The tobacco–lung cancer example (Doll and Hill British Doctors Study, 1951–2001) demonstrates that observational evidence can meet the bar for causal inference when the Bradford Hill criteria are satisfied: (1) Strength — smokers had 15–25× the lung cancer risk of non-smokers (a large relative risk not easily explained by confounding); (2) Consistency — the association was replicated across dozens of countries, both sexes, different follow-up periods, and multiple study designs; (3) Temporal sequence — doctors were recruited before developing lung cancer, establishing that smoking preceded the disease; (4) Dose-response — more pack-years of smoking produced proportionally higher lung cancer rates; quitting reduced risk progressively; (5) Biological plausibility — polycyclic aromatic hydrocarbons (PAHs) in tobacco smoke form DNA adducts in lung epithelial cells, causing G→T mutations in tumour suppressor genes such as TP53, providing a mechanistic pathway from exposure to cancer; (6) Specificity and coherence — tobacco causes lung cancer and several other specific cancers, not all diseases indiscriminately, and the findings are coherent with known cancer biology. When these criteria are satisfied simultaneously, a causal inference is scientifically reasonable even without an RCT.

The circumstances under which observational evidence is sufficient to support causal inference are therefore: (a) when RCTs are ethically impossible (harmful exposures, rare diseases); (b) when multiple lines of convergent observational evidence (cohort, case-control, ecological, dose-response) all point consistently in the same direction; (c) when a biologically plausible mechanism linking exposure to disease has been identified experimentally; and (d) when confounding has been addressed through stratified analysis, statistical adjustment, and consistency across different populations with different confounding profiles. The claim should be reformulated as: "Observational studies cannot by themselves provide the definitive proof that an RCT can when it is ethically possible, but when applied rigorously and interpreted through an appropriate causal framework such as the Bradford Hill criteria, they can provide sufficient evidence for causal inference — particularly for harmful exposures that cannot be assigned in an RCT."
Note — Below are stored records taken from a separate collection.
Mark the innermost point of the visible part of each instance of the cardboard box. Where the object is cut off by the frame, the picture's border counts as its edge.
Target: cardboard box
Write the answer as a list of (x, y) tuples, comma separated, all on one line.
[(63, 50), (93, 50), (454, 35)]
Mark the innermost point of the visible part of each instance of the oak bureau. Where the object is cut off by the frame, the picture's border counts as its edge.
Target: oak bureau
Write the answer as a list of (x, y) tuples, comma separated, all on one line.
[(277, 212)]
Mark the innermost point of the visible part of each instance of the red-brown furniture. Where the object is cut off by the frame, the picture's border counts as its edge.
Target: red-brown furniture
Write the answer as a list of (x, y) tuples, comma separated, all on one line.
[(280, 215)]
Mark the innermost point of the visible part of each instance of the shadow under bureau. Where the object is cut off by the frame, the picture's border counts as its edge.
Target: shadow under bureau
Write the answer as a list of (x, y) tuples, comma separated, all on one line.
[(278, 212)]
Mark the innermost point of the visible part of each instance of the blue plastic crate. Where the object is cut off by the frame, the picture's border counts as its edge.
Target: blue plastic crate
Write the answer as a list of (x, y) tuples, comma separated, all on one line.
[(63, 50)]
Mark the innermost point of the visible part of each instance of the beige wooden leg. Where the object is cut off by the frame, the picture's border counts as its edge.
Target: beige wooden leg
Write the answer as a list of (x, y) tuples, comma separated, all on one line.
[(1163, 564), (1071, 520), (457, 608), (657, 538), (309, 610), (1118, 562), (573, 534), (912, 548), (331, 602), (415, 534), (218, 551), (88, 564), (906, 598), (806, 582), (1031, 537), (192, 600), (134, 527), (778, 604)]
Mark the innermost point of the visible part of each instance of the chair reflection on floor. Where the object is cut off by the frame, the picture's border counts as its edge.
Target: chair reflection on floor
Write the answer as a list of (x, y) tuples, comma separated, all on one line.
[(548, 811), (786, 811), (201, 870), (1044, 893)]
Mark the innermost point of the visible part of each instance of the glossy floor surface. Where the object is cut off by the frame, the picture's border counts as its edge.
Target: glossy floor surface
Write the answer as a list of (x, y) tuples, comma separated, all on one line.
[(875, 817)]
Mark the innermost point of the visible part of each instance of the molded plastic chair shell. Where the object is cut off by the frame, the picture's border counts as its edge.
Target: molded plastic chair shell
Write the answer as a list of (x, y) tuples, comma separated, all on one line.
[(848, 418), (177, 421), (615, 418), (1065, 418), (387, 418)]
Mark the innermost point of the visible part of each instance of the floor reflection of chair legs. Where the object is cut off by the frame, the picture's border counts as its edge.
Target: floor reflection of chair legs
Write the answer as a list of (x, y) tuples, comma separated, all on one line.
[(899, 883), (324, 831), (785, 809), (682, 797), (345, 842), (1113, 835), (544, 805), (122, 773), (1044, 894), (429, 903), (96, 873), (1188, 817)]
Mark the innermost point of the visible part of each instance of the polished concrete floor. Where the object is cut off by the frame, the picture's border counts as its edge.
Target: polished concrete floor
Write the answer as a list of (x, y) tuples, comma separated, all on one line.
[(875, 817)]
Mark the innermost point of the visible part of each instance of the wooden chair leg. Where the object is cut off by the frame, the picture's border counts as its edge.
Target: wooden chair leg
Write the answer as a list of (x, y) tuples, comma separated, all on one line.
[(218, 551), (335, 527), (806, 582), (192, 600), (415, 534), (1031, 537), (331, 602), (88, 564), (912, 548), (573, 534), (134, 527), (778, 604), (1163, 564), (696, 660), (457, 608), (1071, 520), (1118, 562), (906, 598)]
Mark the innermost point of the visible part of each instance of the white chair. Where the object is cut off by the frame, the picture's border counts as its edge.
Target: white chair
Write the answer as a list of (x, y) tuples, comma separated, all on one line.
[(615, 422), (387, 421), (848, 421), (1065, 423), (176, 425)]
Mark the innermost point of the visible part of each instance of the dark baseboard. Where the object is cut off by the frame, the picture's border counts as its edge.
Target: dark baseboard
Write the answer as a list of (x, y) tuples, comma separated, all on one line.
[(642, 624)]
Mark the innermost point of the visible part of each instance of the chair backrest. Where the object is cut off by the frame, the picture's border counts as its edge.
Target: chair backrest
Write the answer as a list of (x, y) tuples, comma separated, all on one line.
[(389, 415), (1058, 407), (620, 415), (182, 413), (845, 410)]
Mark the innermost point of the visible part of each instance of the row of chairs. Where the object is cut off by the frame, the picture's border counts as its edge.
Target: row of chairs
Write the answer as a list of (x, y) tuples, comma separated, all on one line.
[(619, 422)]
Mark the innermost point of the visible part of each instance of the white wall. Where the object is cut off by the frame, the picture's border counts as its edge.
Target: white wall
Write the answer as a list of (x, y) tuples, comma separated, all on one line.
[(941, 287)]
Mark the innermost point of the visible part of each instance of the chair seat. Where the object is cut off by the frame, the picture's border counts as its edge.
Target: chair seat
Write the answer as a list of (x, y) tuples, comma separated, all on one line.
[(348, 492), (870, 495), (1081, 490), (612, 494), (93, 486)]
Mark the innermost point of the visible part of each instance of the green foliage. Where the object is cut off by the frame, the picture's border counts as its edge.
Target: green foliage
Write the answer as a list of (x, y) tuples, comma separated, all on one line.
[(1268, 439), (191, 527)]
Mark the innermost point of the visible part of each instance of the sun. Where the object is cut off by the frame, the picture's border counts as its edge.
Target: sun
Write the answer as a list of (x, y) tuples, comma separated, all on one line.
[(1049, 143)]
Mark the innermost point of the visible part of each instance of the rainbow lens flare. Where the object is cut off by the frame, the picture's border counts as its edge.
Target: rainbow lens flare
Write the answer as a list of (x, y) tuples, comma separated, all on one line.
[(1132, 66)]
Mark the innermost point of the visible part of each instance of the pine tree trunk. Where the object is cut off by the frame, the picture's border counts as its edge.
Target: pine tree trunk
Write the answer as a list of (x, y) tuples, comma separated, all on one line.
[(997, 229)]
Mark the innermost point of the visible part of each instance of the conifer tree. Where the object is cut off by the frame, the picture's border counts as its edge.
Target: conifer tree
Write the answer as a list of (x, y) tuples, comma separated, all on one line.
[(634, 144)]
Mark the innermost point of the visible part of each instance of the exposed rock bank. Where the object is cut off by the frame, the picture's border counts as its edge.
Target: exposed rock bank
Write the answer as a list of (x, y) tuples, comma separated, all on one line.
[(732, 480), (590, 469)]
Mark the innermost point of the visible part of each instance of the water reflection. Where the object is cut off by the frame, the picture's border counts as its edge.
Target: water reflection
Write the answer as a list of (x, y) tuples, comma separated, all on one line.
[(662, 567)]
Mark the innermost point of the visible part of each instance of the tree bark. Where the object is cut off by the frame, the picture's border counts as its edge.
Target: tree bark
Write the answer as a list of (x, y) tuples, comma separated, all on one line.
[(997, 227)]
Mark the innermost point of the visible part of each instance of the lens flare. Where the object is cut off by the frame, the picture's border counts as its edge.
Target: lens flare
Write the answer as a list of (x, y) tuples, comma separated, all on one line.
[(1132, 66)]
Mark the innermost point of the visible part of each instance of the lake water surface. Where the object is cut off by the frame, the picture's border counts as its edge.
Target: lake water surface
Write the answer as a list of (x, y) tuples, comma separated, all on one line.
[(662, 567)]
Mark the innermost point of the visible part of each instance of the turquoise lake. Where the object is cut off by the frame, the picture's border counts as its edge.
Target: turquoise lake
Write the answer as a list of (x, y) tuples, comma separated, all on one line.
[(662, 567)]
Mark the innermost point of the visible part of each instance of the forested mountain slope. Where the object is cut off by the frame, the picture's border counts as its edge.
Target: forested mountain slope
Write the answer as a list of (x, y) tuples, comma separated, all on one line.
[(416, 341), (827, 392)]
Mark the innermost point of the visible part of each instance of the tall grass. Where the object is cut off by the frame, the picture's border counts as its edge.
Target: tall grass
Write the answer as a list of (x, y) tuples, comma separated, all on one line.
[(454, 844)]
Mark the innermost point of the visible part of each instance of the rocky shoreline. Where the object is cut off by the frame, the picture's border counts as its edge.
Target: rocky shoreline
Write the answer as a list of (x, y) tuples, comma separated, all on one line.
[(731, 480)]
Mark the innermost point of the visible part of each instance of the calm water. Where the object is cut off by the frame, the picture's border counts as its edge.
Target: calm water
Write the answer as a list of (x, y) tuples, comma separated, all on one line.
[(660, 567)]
Marking criteria (8 marks): 1 mark — states an overall evaluative judgement rejecting the claim as substantially flawed, while conceding its valid kernel (observational studies have real limitations). 1 mark — explains why RCTs are the gold standard: randomisation distributes confounders equally; can establish causation. 1 mark — explains why RCTs are ethically impossible for harmful exposures (cannot assign people to smoke, inhale carcinogens, etc.) — showing why requiring RCT evidence alone is an unworkable standard. 1 mark — names the tobacco–lung cancer example (or equivalent named example: asbestos/mesothelioma, UV/melanoma, alcohol/liver cancer) and identifies the observational study design used (cohort study, Doll and Hill, or equivalent). 2 marks — applies at least four Bradford Hill criteria to the named example, correctly explaining each (strength, consistency, temporal sequence, dose-response, biological plausibility — 0.5 mark each up to 2 marks). 1 mark — identifies the specific circumstances under which observational evidence is sufficient (multiple convergent evidence lines; biological plausibility established; confounding addressed; RCT ethically impossible) — at least two conditions stated. 1 mark — reaches a defensible reformulation or evaluative conclusion that preserves the legitimate limitation of observational studies (cannot prove causation with certainty) while rejecting the overclaim (cannot establish causation at all).